With annexation plans, Putin escalates a battle of wills with the West.

With annexation plans, Putin escalates a battle of wills with the West.

As President Vladimir V. Putin plans to carry out his threat on Friday to declare that some 40,000 square miles of eastern and southern Ukraine will become part of Russia, it is not clear whether even Russia’s staunchest allies will recognize his claim to the territory.

Russian forces only partly control the land Mr. Putin is seeking to add to the Russian Federation, and the announcement is expected as Ukrainian forces press ahead with attacks in the very regions that Mr. Putin will claim are part of Russia.

But by annexing the parts of Ukraine that his troops occupy and then framing the war as an existential fight for the survival of the Russian state, Mr. Putin can try to shift the political focus from his army’s frontline losses to a plane where he seems to feel most confident: a battle of wills with the West.

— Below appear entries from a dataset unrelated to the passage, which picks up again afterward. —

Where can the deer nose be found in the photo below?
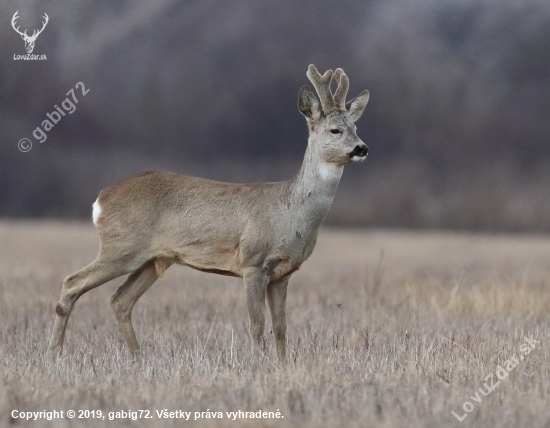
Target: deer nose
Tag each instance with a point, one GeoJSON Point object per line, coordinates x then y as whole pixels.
{"type": "Point", "coordinates": [360, 151]}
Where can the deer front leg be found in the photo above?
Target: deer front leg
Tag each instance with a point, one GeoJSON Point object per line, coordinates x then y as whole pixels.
{"type": "Point", "coordinates": [255, 283]}
{"type": "Point", "coordinates": [276, 299]}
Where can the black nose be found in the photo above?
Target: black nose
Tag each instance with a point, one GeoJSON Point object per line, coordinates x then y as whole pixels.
{"type": "Point", "coordinates": [359, 151]}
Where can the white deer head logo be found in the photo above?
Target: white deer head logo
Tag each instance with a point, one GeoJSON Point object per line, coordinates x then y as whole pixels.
{"type": "Point", "coordinates": [29, 40]}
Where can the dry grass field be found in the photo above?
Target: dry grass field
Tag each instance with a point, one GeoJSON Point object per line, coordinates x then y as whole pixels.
{"type": "Point", "coordinates": [386, 329]}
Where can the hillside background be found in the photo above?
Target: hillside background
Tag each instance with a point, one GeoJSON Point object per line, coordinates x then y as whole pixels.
{"type": "Point", "coordinates": [458, 124]}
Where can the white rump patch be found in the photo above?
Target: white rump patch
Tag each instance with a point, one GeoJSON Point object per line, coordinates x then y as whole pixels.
{"type": "Point", "coordinates": [96, 211]}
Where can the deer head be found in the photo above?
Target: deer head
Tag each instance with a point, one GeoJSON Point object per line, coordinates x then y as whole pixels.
{"type": "Point", "coordinates": [330, 118]}
{"type": "Point", "coordinates": [29, 40]}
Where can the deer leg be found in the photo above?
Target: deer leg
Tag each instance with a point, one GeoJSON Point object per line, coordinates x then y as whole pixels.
{"type": "Point", "coordinates": [255, 283]}
{"type": "Point", "coordinates": [123, 301]}
{"type": "Point", "coordinates": [276, 300]}
{"type": "Point", "coordinates": [74, 286]}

“He thinks he can win,” Andrei Kolesnikov, a senior fellow at the Carnegie Endowment for International Peace, said in a telephone interview from Moscow. “He is provoking an escalation of the war, transferring it to some new status.”

In a brief televised appearance on Thursday, Mr. Putin did not mention his annexation plans but sought to portray himself as being on the right side of history, asserting that “the formation of a more just world order is taking place.”

“Unipolar hegemony is inexorably collapsing,” Mr. Putin said. “This is an objective reality that the West categorically refuses to accept.”

Once Mr. Putin declares Ukrainian territory to be an inextricable part of Russia — a declaration that Russia’s rubber-stamp Parliament and constitutional court are expected to approve by next week — he will rule out any negotiations over that area’s future status, analysts said.

And after going through with the annexation, Mr. Putin may also declare that any future Ukrainian military action there threatens Russian territorial integrity — a threat, he said last week, to which Russia’s nuclear-armed military may respond with “all the means at our disposal.”

“This is not a bluff,’’ he added.

In recent days, Mr. Putin and the Russian state news media have escalated their rhetoric about the primary enemy being the West — which, in their telling, is using Ukraine as a proxy force to try to destroy Russia.

The official choreography planned for Friday in Moscow echoes the festivities of March 18, 2014, when Mr. Putin annexed Crimea. On that day, he signed a treaty of accession with the Ukrainian peninsula’s Russian-installed leaders, delivered a defiant speech at the Kremlin and then rallied Russians at an evening concert in Red Square.

But this time the context is far more volatile and grave. While Russia captured Crimea without large-scale fighting, Mr. Putin’s annexation will signal an escalation of a war that has killed tens of thousands. While most Russians cheered the annexation of Crimea, seeing it as a genuine part of Russia, there is little evidence that the broader public is convinced that the four regions now being annexed hold similar significance.

And while Russia had already taken over Crimea when the Kremlin decreed the annexation, Ukraine still holds much of two of the regions being annexed on Friday, Donetsk and Zaporizhzhia. That raises a key question before Mr. Putin’s Friday speech: Will he threaten to use devastating force to compel Ukraine to withdraw from what the Kremlin will characterize as Russian territory?